AMICHOT Adrien

Par Claude Pennetier

Né le 18 juillet 1879 à Bourges (Cher), mort le 1er août 1967 à Bourges ; ouvrier maçon à Bourges ; secrétaire de l’Union départementale CGT du Cher.

Adrien Amichot était en 1911, un membre actif du syndicat du Bâtiment de Bourges et des Jeunesses syndicalistes. Il approuva pendant deux ans la tendance syndicaliste révolutionnaire de ces deux organisations mais un rapport de police le présentait déjà comme « moins avancé » et « plus prudent » que ses amis. En 1912, les Bourses du Travail du Cher et la Fédération socialiste organisèrent une campagne contre la guerre, Amichot y participa en signant des articles dans le Bulletin de la Bourse du Travail et en prenant la parole à Nérondes le 15 décembre 1912. Cette activité entraîna son inscription sur le fichier des antimilitaristes du Cher mais son nom ne fut pas retenu pour le Carnet B. Amichot occupa, vers 1912, le secrétariat du sous-comité de grève générale de la Bourse du Travail. À l’issue du congrès constitutif de l’Union départementale CGT, le 25 décembre 1912, il fut élu trésorier adjoint. Au début de l’année 1913, il devint secrétaire du syndicat du Bâtiment de Bourges.

Mobilisé en 1914 au 290e d’Infanterie, Amichot fut blessé grièvement au bras en février 1915. Réformé, il reprit son travail et ses activités syndicales mais « depuis la mobilisation, son attitude s’est complètement modifiée » notait le commissaire spécial des Établissements militaires. Il retrouva le syndicat du Bâtiment dominé par les anarcho-syndicalistes, pour la plupart ouvriers mobilisés détachés aux EM de Bourges. Favorable à l’Union sacrée et à la majorité confédérale, Amichot se vit écarter de la commission administrative. En 1918, il s’affirma comme « adversaire énergique du mouvement de mai » et profita de l’échec de la grève, de la répression, de la désorganisation qui suivit pour entrer dans le bureau. Il devint secrétaire de la section industrie privée de son syndicat. Amichot fut délégué au congrès confédéral national de juillet 1918 à Paris, où il appuya la politique majoritaire. De 1917 à 1919, il occupa la fonction de délégué régional de la Fédération du Bâtiment.
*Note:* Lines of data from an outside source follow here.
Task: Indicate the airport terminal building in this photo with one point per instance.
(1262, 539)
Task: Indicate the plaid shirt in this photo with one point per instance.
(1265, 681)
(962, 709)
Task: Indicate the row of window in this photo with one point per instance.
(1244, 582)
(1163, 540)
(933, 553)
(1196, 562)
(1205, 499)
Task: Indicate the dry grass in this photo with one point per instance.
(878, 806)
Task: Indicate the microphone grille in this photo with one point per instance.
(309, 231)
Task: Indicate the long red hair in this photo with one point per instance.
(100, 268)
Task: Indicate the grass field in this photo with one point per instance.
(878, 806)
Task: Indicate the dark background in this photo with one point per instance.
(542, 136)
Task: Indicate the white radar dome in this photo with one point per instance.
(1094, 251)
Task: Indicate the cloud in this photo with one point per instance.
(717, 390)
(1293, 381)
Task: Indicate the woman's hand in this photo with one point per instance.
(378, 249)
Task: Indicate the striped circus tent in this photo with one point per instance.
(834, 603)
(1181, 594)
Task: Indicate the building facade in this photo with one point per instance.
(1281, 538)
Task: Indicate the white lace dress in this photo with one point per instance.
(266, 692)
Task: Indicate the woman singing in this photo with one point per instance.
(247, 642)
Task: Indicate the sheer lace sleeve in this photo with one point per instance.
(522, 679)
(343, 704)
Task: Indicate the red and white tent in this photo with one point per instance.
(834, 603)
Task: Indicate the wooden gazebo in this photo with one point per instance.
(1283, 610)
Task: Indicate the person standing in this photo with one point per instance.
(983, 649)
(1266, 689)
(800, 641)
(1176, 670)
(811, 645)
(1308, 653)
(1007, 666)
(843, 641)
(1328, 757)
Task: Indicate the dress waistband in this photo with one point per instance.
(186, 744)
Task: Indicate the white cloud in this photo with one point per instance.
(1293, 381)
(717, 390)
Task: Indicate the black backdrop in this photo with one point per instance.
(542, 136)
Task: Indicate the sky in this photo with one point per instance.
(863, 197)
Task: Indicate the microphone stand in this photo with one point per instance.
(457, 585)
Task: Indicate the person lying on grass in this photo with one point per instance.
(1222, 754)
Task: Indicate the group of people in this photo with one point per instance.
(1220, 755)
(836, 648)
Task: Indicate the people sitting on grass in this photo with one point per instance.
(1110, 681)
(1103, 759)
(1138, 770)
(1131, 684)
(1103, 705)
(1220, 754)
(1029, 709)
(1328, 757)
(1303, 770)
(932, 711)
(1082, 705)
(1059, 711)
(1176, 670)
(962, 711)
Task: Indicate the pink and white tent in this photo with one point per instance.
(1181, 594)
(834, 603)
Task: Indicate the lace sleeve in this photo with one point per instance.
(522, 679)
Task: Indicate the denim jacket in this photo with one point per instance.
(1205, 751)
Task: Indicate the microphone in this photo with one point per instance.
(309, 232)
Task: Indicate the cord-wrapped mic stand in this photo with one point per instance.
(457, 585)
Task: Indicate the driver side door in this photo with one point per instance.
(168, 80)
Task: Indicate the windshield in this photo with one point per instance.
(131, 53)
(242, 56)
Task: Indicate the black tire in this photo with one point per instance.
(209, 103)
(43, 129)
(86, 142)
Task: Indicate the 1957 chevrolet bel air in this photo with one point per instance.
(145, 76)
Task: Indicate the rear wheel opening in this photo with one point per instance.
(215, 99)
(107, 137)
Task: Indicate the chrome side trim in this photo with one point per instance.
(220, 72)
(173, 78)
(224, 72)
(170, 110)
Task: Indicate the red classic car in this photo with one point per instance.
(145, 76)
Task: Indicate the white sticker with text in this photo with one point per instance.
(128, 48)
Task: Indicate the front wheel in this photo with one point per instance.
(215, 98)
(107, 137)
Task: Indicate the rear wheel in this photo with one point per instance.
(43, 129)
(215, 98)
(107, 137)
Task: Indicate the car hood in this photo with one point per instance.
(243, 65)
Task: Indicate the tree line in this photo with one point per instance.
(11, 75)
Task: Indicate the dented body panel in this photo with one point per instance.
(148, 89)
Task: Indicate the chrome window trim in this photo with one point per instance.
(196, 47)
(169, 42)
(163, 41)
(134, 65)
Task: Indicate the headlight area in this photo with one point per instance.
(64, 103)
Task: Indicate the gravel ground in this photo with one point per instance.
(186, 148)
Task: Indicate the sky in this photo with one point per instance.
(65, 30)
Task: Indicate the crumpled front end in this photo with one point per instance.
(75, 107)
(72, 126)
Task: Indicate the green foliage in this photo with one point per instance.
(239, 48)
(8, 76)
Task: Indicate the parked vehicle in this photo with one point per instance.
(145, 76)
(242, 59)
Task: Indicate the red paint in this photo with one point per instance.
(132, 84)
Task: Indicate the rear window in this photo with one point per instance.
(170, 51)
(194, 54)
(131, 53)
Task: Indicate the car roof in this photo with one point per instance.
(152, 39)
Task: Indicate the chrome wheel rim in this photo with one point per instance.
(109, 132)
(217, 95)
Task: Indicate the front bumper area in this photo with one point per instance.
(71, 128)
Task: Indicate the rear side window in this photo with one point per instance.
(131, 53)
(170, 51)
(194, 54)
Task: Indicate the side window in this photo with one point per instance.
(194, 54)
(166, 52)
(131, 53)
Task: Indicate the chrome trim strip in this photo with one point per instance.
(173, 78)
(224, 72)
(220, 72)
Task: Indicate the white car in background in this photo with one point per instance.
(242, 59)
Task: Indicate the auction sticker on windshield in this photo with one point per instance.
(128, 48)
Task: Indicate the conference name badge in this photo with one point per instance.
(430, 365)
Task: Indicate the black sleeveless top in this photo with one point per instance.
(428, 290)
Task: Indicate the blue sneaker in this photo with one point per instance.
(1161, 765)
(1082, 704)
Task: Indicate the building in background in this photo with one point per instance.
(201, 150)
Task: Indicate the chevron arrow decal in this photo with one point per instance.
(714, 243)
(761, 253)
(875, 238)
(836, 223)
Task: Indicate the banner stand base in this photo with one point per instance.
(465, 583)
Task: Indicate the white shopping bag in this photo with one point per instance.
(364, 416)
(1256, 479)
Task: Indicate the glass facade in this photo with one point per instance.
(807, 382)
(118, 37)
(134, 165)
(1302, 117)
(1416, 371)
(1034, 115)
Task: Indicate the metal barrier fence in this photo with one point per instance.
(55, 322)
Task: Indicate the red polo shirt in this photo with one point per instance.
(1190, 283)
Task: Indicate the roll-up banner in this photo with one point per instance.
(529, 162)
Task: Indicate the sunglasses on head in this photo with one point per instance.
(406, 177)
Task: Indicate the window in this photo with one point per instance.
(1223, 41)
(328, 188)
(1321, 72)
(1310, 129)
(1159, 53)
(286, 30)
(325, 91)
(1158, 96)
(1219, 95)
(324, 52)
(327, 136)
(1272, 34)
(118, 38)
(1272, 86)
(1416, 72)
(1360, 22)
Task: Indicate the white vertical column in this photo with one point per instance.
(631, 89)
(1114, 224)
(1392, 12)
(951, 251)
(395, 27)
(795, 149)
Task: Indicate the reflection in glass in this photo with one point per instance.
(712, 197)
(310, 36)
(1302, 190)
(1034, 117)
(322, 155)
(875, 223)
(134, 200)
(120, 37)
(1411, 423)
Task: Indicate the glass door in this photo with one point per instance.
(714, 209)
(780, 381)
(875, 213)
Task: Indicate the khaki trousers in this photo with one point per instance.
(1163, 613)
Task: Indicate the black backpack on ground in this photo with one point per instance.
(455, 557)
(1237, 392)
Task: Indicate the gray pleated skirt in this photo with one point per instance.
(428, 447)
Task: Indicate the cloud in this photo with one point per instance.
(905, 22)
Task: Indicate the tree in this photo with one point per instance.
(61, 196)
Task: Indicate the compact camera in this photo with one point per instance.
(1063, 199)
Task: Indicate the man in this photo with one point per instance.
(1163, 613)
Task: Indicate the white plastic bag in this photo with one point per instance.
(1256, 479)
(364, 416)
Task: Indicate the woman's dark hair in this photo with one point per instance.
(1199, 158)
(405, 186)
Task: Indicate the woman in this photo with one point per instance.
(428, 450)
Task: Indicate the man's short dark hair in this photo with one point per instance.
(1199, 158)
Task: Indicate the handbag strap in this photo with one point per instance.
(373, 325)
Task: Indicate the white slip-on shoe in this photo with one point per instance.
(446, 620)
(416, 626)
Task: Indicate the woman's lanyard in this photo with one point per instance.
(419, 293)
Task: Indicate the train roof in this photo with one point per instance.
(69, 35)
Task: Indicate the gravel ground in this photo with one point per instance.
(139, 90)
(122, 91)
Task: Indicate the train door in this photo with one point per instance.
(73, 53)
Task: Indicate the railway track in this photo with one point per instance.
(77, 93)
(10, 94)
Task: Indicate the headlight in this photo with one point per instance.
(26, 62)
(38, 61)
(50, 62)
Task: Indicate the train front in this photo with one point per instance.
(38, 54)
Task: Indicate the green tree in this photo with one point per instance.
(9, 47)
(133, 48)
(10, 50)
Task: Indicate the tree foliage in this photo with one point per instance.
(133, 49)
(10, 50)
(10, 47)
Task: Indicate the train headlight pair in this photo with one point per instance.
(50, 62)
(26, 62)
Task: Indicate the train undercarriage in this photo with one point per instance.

Au lendemain de la guerre, il était un des principaux défenseurs de la majorité confédérale au sein de l’UD-CGT, il signa l’ordre du jour majoritaire au congrès départemental de janvier 1921. En 1922, Amichot refusa de suivre l’UD à la CGTU et participa à la création de l’UD-CGT dont il assura le secrétariat de 1930 à 1935. Sa personnalité était loin de faire l’unanimité et il devait faire face à l’hostilité du secrétaire du syndicat des instituteurs Beuzelin, qui jugeait sa politique trop timorée. Début 1935, le SNI lui opposa avec succès la candidature de l’instituteur Pichon qui devint le 8 décembre 1935, secrétaire de l’UD réunifiée. Amichot dut se contenter du secrétariat adjoint. Gérant du Travail de mars 1937 à octobre 1938, Amichot abandonna toute responsabilité début 1939.

De 1936 à 1940, Adrien Amichot siégea au Conseil national économique, en assemblée générale, comme représentant la 19e région économique parmi les délégués des associations de travailleurs.

Il mourut le 1er août 1967 à Bourges.

Pour citer cet article :
https://maitron.fr/spip.php?article89758, notice AMICHOT Adrien par Claude Pennetier, version mise en ligne le 17 octobre 2010, dernière modification le 27 septembre 2022.

Par Claude Pennetier

SOURCES : Arch. Dép. Cher, 25 M 46, 25 M 48, 25 M 99. — L’Émancipateur. — La Défense. — Le Travailleur syndiqué. — Le Travail. — Annie et Claude Pennetier, Biographies des militants communistes du Cher 1921-1936, 1971, multigraphié. — Note d’A. Caudron.